Semakin hari dia jadi semakin cantik. Dia suka ke salon dan aku tahu itu dia lakukan untuk aku juga karena kau senang melihatnya menjadi cantik. Aku bekerja lebih keras agar dapat memberikan apa yang dia mau. Lembur pun ku lakukan agar gaji ku bertambah banyak. Aku tak segan – segan mengeluarkan uang ku untuk wanita indah ku karena ku tahu dia juga sangat – sangat menyayangi ku. Tapi dia berubah. Dia marah – marah. Katanya aku lebih mementingkan pekerjaan. Waktu ku habis untuk pekerjaan. Padahal ini semua ku lakukan untuk dia. Dia tak mau ku peluk lagi, sana peluk laptop ku katanya. Sedih rasanya. Tapi mungkin dia merasa cemburu karena kurang ku perhatikan. Aku lalu mencoba mengurangi pekerjaan ku.
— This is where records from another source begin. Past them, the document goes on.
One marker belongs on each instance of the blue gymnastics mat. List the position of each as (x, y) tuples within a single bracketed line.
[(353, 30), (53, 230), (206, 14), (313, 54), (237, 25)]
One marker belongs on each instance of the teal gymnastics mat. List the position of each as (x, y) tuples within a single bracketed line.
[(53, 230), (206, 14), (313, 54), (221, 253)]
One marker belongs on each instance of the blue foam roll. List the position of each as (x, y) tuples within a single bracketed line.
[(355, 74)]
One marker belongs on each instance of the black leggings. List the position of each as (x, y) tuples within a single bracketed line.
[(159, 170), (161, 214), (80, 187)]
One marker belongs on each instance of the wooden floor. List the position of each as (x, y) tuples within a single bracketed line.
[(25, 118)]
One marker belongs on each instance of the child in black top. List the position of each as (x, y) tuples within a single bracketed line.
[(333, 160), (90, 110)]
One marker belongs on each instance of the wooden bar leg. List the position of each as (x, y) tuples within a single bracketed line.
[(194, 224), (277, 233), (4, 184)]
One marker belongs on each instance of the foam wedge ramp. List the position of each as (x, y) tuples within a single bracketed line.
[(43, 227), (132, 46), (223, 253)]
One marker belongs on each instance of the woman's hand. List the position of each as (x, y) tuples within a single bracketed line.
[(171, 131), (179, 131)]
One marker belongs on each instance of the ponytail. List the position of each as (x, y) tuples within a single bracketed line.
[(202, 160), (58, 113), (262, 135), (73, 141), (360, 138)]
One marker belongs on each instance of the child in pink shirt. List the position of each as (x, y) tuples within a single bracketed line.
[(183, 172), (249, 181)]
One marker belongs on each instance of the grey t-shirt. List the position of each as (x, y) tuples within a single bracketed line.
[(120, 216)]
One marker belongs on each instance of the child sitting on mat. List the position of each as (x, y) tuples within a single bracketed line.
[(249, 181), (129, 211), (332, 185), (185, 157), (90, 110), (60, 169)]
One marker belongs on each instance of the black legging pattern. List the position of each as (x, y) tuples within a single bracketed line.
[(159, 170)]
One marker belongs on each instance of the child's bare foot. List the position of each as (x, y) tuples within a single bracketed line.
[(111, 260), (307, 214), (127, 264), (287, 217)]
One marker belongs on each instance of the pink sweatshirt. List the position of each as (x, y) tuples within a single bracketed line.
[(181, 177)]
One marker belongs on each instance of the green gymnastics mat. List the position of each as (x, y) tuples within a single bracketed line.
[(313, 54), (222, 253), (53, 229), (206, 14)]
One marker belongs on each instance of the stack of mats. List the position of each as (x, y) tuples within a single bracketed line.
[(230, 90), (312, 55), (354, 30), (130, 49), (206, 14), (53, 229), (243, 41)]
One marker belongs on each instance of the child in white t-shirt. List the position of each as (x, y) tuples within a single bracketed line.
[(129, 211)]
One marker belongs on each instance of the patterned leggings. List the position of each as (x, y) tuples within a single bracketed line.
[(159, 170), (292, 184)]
Sebisa mungkin kuselesaikan semua tanpa harus lembur. Aku pulang tepat waktu. Tapi mengapa sikap dia tetap dingin? Pertanyaan itu terjawab disuatu malam ketika aku baru selesai makan.
“aku mau putus.” Aku terkejut.
“Jangan bercanda sayang”
“aku enggak bercanda. Aku serius, aku mau putus!”
“iya aku tahu aku salah sayang, aku enggak akan lembur lagi. Aku akan lebih memperhatikan sayang.” Aku berusaha membujuknya untuk berubah pikiran tapi dia seolah tak mendengarnya.
“maaf, tapi aku sudah bosan dengan semua ini. aku mau putus.”
“sayang…kita bisa coba lagi. Aku akan berubah seperti mau mu ya sayang.” Tapi bujukan ku sama sekali tak mempan. Dia tetap pada pendiriannya. Walau aku menangis dan memohon padanya, dia tak memperdulikannya. Hatinya sudah mengeras. Cinta yang dulu ada sudah tidak ada lagi untuk ku katanya. Malam itu juga dia pergi, dia ternyata sudah mempersiapkan semuanya. Dengan taksi dia pergi meninggalkan ku terpuruk seorang diri.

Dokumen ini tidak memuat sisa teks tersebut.